Читать онлайн "Coders at Work: Reflections on the craft of programming" - Seibel Peter - RuLit

Now in a pure language, if you have a function from string to unit you would never need to call it because you know that it just gives the answer unit. That’s all a function can do, is give you the answer. And you know what the answer is. But of course if it has side effects, it’s very important that you do call it. In a lazy language the trouble is if you say, “f applied to print"hello",” then whether f evaluates its first argument is not apparent to the caller of the function. It’s something to do with the innards of the function. And if you pass it two arguments, f of print "hello" and print "goodbye", then you might print either or both in either order or neither. So somehow, with lazy evaluation, doing input/output by side effect just isn’t feasible. You can’t write sensible, reliable, predictable programs that way. So, we had to put up with that. It was a bit embarrassing really because you couldn’t really do any input/output to speak of. So for a long time we essentially had programs which could just take a string to a string. That was what the whole program did. The input string was the input and result string was the output and that’s all the program could really ever do.

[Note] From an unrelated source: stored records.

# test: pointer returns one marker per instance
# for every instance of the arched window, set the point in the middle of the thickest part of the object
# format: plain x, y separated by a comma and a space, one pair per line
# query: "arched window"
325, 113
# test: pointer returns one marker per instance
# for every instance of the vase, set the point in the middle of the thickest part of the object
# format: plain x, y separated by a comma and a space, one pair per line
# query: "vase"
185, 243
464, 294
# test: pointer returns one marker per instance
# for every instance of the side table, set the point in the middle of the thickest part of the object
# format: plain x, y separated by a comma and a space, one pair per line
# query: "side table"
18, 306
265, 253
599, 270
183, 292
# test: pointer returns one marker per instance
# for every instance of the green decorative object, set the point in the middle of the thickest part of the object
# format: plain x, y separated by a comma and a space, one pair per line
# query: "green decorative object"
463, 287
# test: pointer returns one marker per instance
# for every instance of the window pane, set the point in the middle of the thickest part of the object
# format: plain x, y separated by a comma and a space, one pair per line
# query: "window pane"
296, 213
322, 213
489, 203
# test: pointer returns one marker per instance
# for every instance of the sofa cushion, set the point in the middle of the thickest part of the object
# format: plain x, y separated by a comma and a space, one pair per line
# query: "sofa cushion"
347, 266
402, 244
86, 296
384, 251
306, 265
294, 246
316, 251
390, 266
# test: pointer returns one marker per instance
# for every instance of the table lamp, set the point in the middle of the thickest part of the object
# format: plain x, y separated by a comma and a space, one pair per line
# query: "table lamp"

You could get a bit clever by making the output string encode some output commands that were interpreted by some outer interpreter. So the output string might say, “Print this on the screen; put that on the disk.” An interpreter could actually do that. So you imagine the functional program is all nice and pure and there’s sort of this evil interpreter that interprets a string of commands. But then, of course, if you read a file, how do you get the input back into the program? Well, that’s not a problem, because you can output a string of commands that are interpreted by the evil interpreter and using lazy evaluation, it can dump the results back into the input of the program. So the program now takes a stream of responses to a stream of requests. The stream of requests go to the evil interpreter that does the things to the world. Each request generates a response that’s then fed back to the input. And because evaluation is lazy, the program has emitted a response just in time for it to come round the loop and be consumed as an input. But it was a bit fragile because if you consumed your response a bit too eagerly, then you get some kind of deadlock. Because you’d be asking for the answer to a question you hadn’t yet spat out of your back end yet.

The point of this is laziness drove us into a corner in which we had to think of ways around this I/O problem. I think that that was extremely important. The single most important thing about laziness was it drove us there. But that wasn’t the way it started. Where it started was, laziness is cool; what a great programming idiom.

Seibeclass="underline" Since you started programming, what’s changed about how you think about programming?

Peyton Jones: I think probably the big changes in how I think about programming have been to do with monads and type systems. Compared to the early 80s, thinking about purely functional programming with relatively simple type systems, now I think about a mixture of purely functional, imperative, and concurrent programming mediated by monads. And the types have become a lot more sophisticated, allowing you to express a much wider range of programs than I think, at that stage, I’d envisaged. You can view both of those as somewhat evolutionary, I suppose.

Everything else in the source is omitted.